Collection | strategy | introduction | static | Search Engine | Page from the front of the collection principle you can see that most of the acquisition program is based on the analysis of rules to collect, such as analysis of paging file name rules, analysis of page code rules.
First, pagination file name rules to prevent collection countermeasures
Most of the collectors rely on the analysis of the paging file name rules, batch, multi-page collection.
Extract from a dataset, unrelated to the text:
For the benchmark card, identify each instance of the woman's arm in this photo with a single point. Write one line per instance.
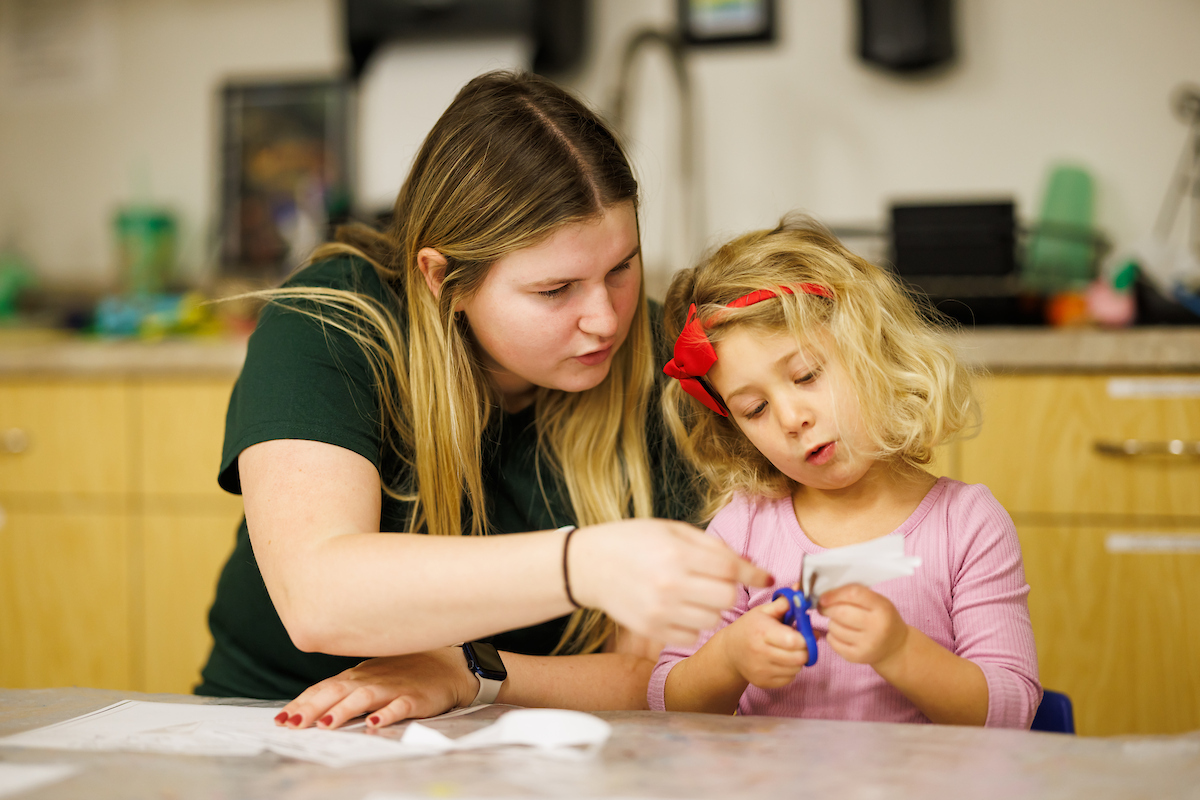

If others cannot find out the file name rules of your paging file, then others will not be able to do a lot of your site to collect multiple pages.
Implementation method:
I think it is a good way to encrypt the paging file name with MD5, here, some people will say, you use MD5 to encrypt the paging file name, others according to this rule can also simulate your encryption rules to get your paging file name.
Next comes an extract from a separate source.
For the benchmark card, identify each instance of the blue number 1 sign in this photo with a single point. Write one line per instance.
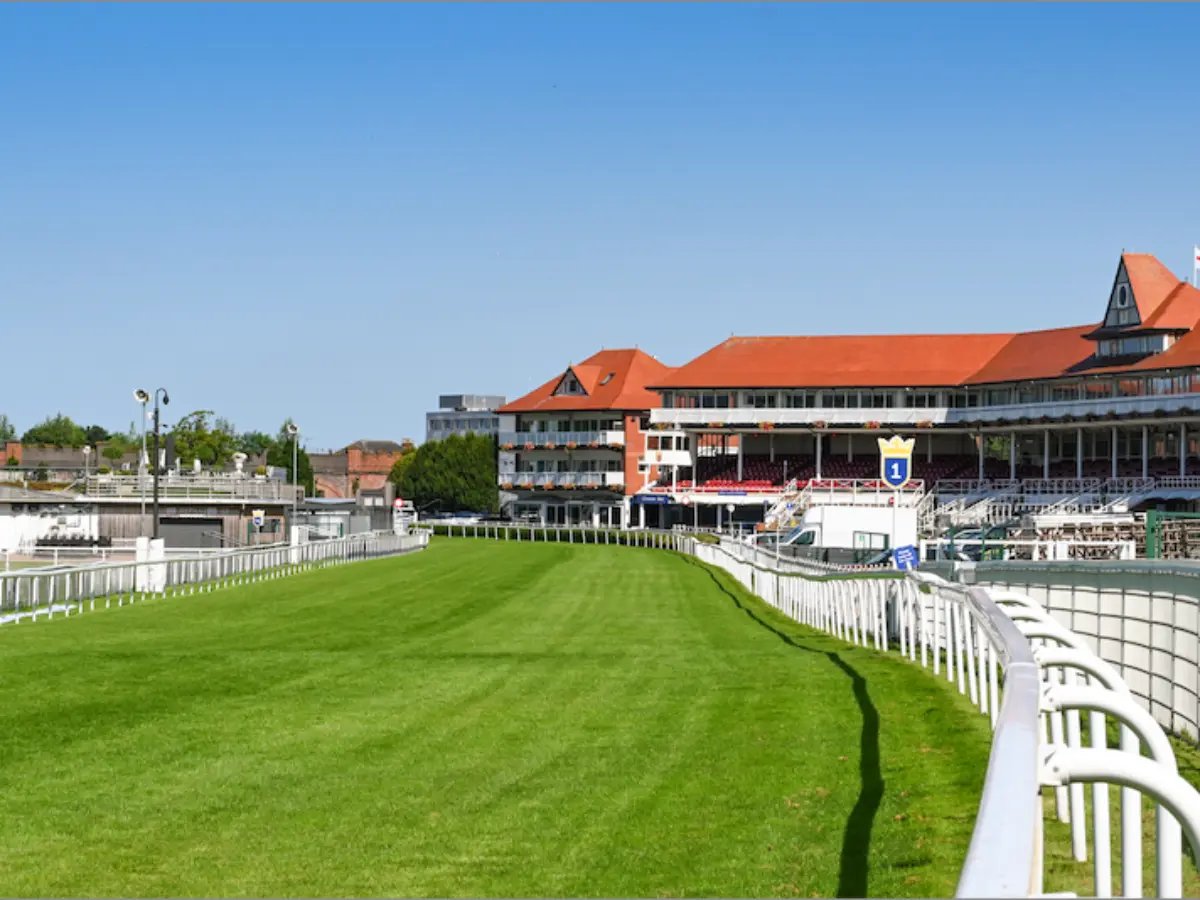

I want to point out that when we encrypt the paging file name, don't just encrypt the part of the file name change
If I represents pagination page number, then we do not encrypt: Page_name=md5 (i,16) & ". htm"
It is best to follow up one or more characters on the page number that you want to encrypt, such as: Page_name=md5 (i& "any one or several letters",) & ". htm"
Because the MD5 can not be decrypted, the other people see the page letters are MD5 encrypted results, so add people can not know what you follow after the letter is what, unless he used violent ****md5, but not too realistic.
Second, the page code rules to prevent collection countermeasures
If our content page has no code rules, then people can't extract the content they need from your code. So we want to do this step to prevent collection, it is necessary to make code without rules.
Implementation method:
To make the other person need to extract the tag randomization
1, custom multiple page templates, each page template in the important HTML tags are different, rendering the page content, random selection of page templates, some pages with Css+div layout, and some pages with table layout, this method is troublesome point, a content page, to do more than a few template pages, But the collection itself is a very cumbersome thing, to do a template, can play a role in the collection, for many people, are worth.
2, if the above method too troublesome, the page of the important HTML tag randomization, you can.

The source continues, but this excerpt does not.